Herantis Pharma - Halting Neurodegenerative Diseases

This also serves as a good reminder of how long-term an investment this is from an investor’s perspective, when the 5-7 year timeframe for bringing a drug to market in an optimal situation is mentioned

According to the June owner update, Nanoform is again the only seller in the top 20, -101k shares. At this rate, Nanoform will have enough shares to sell for another 3-5 months.

Kakkonen trusts this, in addition to Endomines, Incap, Componenta, and Nextim.

On Kauppalehti’s side: As for Herantis Pharma, Kakkonen’s focus is on the turn of August-September. At that time, the results of the phase 1b clinical trial of the drug developed by the company for the treatment of Parkinson’s disease will be obtained.

Anavex released a new update today on Blarcamesine’s Alzheimer’s disease trials: https://www.anavex.com/post/anavex-life-sciences-announces-positive-precision-medicine-results-from-up-to-4-years-of-oral-blarca.

• New clinical Precision Medicine population data demonstrates up to 84.6 Weeks (19.5 Months) ‘time saved’ by early-start
• ADAS-Cog13 difference: −5.43 (P = 0.0035), ADCS-ADL difference: +9.50 (P >< 0.0001)
• Restoring impaired autophagy as early event, preceding amyloid-beta and tau

“In Alzheimer’s disease clinical trials, ‘time saved’ refers to the estimated amount of time a treatment delays the progression of the disease, allowing patients to maintain functionality and independence longer.”
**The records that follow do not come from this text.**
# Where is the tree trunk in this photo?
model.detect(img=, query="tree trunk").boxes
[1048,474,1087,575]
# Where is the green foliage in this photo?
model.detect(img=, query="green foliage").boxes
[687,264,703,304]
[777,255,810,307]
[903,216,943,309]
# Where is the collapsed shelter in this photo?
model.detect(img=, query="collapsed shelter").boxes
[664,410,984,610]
Blarcamesine and HER-096 thus have the same target pathway, autophagy, which the molecules affect.

Good update, and for many familiar with medicine, it probably opens up easily, but how could that be summarized for someone who doesn’t understand that language at all? And if Anavex has received some promising research results, does that mean positive results are also expected for Herantis?
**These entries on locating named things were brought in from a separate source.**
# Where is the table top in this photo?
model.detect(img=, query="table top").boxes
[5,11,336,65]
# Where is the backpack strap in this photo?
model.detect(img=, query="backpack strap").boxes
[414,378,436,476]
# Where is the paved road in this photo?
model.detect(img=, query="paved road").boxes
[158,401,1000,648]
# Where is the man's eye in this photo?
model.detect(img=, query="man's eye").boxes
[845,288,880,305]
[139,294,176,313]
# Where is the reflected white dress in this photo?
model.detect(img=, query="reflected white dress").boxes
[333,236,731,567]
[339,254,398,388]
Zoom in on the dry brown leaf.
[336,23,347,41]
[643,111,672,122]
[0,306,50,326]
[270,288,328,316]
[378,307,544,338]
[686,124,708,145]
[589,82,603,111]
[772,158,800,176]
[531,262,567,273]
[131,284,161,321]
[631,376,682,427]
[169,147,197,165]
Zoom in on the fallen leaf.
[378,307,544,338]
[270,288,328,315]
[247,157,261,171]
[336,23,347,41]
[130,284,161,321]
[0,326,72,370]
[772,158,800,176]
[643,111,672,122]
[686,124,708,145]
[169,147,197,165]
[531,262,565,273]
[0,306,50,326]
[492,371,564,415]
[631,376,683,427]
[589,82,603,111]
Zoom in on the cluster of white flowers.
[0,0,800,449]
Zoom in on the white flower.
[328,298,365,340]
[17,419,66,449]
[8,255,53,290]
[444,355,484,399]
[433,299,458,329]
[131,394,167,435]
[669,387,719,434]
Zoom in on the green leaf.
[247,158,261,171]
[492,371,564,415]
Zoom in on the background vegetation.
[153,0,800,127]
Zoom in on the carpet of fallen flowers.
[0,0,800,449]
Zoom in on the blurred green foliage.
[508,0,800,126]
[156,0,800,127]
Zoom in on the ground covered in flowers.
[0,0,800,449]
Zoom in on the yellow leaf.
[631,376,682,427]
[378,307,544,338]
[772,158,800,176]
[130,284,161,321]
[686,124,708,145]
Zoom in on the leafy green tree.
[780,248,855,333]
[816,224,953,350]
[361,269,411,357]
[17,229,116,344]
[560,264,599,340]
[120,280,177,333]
The first thing to note is that Anavex’s most advanced trials have been conducted for the treatment of Alzheimer’s disease, and Herantis’s trials are currently focused on the treatment of Parkinson’s disease. That preliminary promising result of Blarcamesine in the treatment of Alzheimer’s disease could indicate that the same signaling pathway, which both of these drugs target, could work for different types of neurodegenerative diseases. Thus, HER-096 could also work for the treatment of Alzheimer’s disease.
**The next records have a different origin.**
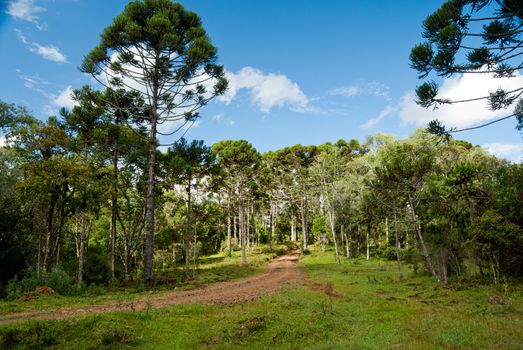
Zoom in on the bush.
[7,266,77,299]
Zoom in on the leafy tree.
[212,140,262,264]
[81,0,227,284]
[410,0,523,137]
[162,138,216,277]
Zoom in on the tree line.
[0,99,523,296]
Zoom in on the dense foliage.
[0,94,523,295]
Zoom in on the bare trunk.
[341,225,350,259]
[143,52,160,287]
[385,218,389,246]
[291,211,296,242]
[394,215,403,279]
[232,215,239,247]
[239,196,247,265]
[269,203,275,253]
[227,190,231,256]
[183,180,192,279]
[109,138,118,280]
[409,194,441,283]
[301,195,308,251]
[143,110,156,287]
[328,208,341,264]
[367,225,370,260]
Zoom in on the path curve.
[0,251,302,324]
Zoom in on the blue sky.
[0,0,523,161]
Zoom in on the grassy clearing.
[0,245,523,349]
[0,246,287,316]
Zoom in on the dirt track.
[0,251,302,324]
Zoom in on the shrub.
[7,266,77,299]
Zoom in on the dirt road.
[0,251,302,324]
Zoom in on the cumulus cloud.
[16,31,67,63]
[361,105,397,129]
[329,81,391,101]
[399,72,523,128]
[483,142,523,162]
[51,85,76,110]
[220,67,313,113]
[211,113,236,126]
[6,0,47,30]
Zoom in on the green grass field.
[0,250,523,349]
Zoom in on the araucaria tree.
[410,0,523,136]
[81,0,227,284]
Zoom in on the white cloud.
[361,105,397,129]
[16,30,67,63]
[51,86,76,110]
[329,81,391,101]
[399,72,523,128]
[220,67,313,113]
[330,86,361,97]
[6,0,47,30]
[211,113,236,126]
[28,43,67,62]
[483,143,523,162]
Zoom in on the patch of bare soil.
[0,251,302,324]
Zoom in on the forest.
[0,0,523,349]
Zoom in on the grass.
[0,245,523,349]
[0,246,286,317]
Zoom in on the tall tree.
[213,140,261,264]
[162,138,216,278]
[81,0,227,284]
[410,0,523,137]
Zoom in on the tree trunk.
[269,202,275,253]
[367,225,370,260]
[291,211,296,242]
[239,203,247,265]
[109,137,119,280]
[227,190,231,256]
[301,195,308,251]
[341,225,350,259]
[328,208,341,264]
[183,180,192,279]
[394,214,403,279]
[143,52,160,287]
[409,194,441,283]
[143,116,156,287]
[232,215,239,247]
[385,218,389,246]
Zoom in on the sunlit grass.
[0,246,285,316]
[0,248,523,349]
Another positive aspect of these Anavex results is that they confirm the targeting of this signaling pathway as a viable candidate for the treatment of neurodegenerative diseases. Currently, there are no good disease-modifying drugs for these diseases (excluding anti-amyloid antibodies for Alzheimer’s, but anti-synuclein antibodies have not, to my knowledge, worked as desired for Parkinson’s so far). If an effective molecule is found for this pathway that provides the desired protection for nerve cells, then other competing molecules that target the same pathway may suddenly start to look much more interesting to large pharma companies wanting to enter the same market.

H1 report on August 21, 2025, and a link to the webinar at 10:00 AM.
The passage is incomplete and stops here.